Dedication, wit are this policeman's trademarks


Don't believe Payson Police Sergeant Rod Mamero for a second when he offers his initial response to the question, "Why did you choose law enforcement as your career?"

"I just didn't want to pick out what I was going to wear to work every day," Mamero quips.

Quipping and making the most of his bone-dry comic delivery are perhaps this guy's second- and third-best talents. But he actually gets paid for his first-best talent.

While we're on that subject, here's Mamero's serious answer to the career-choice query:

"When my family originally moved to Chandler in 1968, the population was about 12,000 people not unlike it is here," said Mamero, who was born in Bellville, Ill., 37 years ago. "I enjoyed that small-town atmosphere and camaraderie ... So when I decided to go into policing, I knew I wanted to do it in a small community like that, where the police officers do make a difference, where you know all their names, where they get a lot of respect, and where they're there for the right reason: to help people.

"My dad was a police officer in the military, and there's a history of law enforcement in my family. So I think it was predestined internally before I ever actually thought about doing it."

Mamero's move to Chandler was preceded by four years in Germany, where his father had been stationed. When his dad was sent to Vietnam, the rest of the Mamero family moved back to the states and, more specifically, the desert Southwest, where Mamero spent the remainder of his formative years.

"My mom raised me and took care of me, and I was quite the handful," Mamero said. "I never got into serious trouble; just hi-jinks and pranks kind of trouble. When I was six and seven years old, I loved to build model cars and planes and wreck them or blow them up with firecrackers. Some little old guy at Revell gave his all molding those little pieces of plastic so I could chuck them against the side of a building somewhere."
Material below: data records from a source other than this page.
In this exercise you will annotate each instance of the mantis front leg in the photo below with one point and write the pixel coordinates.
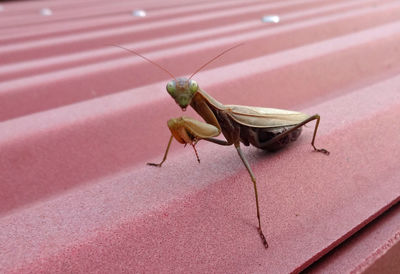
(187, 130)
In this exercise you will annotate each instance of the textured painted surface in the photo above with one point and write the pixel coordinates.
(79, 119)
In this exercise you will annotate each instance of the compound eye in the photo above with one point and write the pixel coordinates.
(171, 88)
(193, 86)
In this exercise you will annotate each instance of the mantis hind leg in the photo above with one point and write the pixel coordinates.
(253, 179)
(280, 136)
(317, 117)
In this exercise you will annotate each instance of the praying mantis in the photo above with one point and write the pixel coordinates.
(265, 128)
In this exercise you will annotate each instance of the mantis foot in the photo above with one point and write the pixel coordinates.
(263, 238)
(153, 164)
(324, 151)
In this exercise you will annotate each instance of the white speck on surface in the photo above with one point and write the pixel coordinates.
(270, 19)
(139, 13)
(46, 12)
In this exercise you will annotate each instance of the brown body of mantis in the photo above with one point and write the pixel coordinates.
(265, 128)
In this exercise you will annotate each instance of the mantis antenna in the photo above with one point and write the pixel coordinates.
(213, 59)
(145, 58)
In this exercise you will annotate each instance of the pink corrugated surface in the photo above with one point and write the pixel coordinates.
(80, 118)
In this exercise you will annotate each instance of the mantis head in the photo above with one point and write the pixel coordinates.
(182, 90)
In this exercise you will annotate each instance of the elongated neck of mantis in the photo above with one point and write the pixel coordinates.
(206, 106)
(210, 100)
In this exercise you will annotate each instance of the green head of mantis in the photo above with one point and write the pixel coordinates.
(182, 90)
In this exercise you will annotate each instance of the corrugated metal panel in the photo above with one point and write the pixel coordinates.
(80, 118)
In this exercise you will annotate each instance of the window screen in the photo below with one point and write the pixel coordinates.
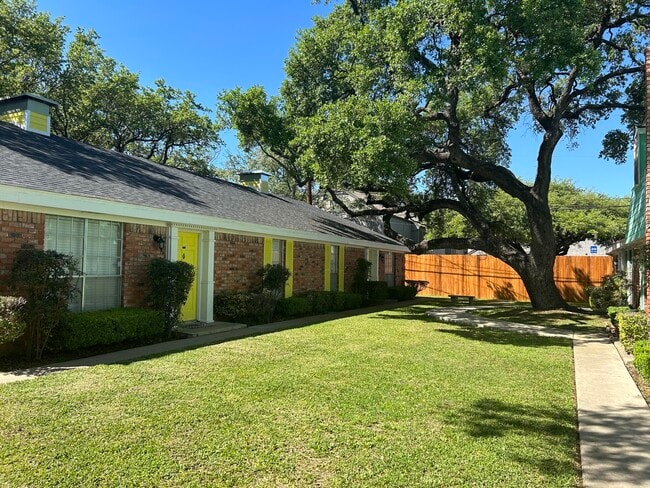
(97, 247)
(334, 268)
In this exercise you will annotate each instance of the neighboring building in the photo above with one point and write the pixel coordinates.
(637, 236)
(115, 213)
(627, 251)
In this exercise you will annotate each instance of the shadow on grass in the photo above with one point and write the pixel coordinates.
(502, 337)
(488, 417)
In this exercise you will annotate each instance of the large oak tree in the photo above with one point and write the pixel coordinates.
(411, 102)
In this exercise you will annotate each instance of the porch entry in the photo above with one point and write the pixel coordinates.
(188, 251)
Fortunately, Mamero had grown out of that destructive phase of his life by the time he was ready to pursue his career, which he began in 1985 as a reserve officer with the Mesa Police Department. Two years later, he tested with, and was promptly hired by the Gila County Sheriff's Department in Payson. In 1989, he was presented with the opportunity to work for the Payson Police Department.

"I jumped on it and I've been there ever since," Mamero said.

"I've been afforded a lot of opportunities in Payson that a person may not get in a larger agency. I'm a D.A.R.E. (Drug Abuse Resistance Education) officer for elementary and junior high grades; I've been a field training officer; for about nine years I was on the Special Response Team, which is the equivalent of a S.W.A.T. team; I wrote the initial grant for the canine program here, and Chief (Gordon) Gartner was so receptive to it, we got our first canine unit; and now I'm a patrol sergeant with eight positions assigned to me."

The greatest satisfaction Mamero takes home every night, however, has nothing to do with individual achievements.

"Every day," he said, "I know that I am making a difference, that I'm the last line of defense for a lot of people.

"I remember one night, an elderly lady called 911, because she thought someone was breaking into her house. I got there and found out that the noise she was hearing was just wind blowing the trees up against her house. This lady had no immediate family, no pets, her kids had long since moved away, so it made me feel really good to know that, no matter what, she could call 911 and someone would be there for her. And that's what I do."

But the job that gives so much also takes so much, Mamero adds.

"I was there when Chief (David) Wilson was shot and killed in 1992. I was there when (Payson police officer) Allen Dyer was gunned down in front of the old Wal-Mart two years ago. Those kinds of things obviously take away from the benefits of the job along with homicides, the suicides, the runaways and never knowing when that one traffic stop for something like a burned-out taillight is going to go south on you. There have been several times when I got home at night and just went, 'Whew! It's good to be home tonight!'

"But by the same token," Mamero said, "when that stuff starts to bother you, you just make yourself remember that you're here to help, that for a lot of people you're their last source of hope."

Although not everyone seems to be aware of it, that hope is available at all hours of the day, night and week.

"Five or six years ago," Mamero said, "a lady called 911 for something, and she said, 'Oh, I'm sorry, I forgot that it's the weekend. I'll call back Monday.' She was evidently under the impression that we aren't here 24 hours a day, 7 days a week."

When Mamero finally retires from law enforcement in the far-distant future, he is asked, how would he like to hear his career summarized?

"That I did this job for the right reason to help people," he said. "A lot of the peripherals of law enforcement of crime and punishment, of justice and a lack of it, of overtime, of hiring issues and budget concerns can tear at the fabric of what you're actually trying to do as you move through your career path.

"But ultimately, I've been in this job to help people and to make a difference. And I can honestly say I have. I know I have."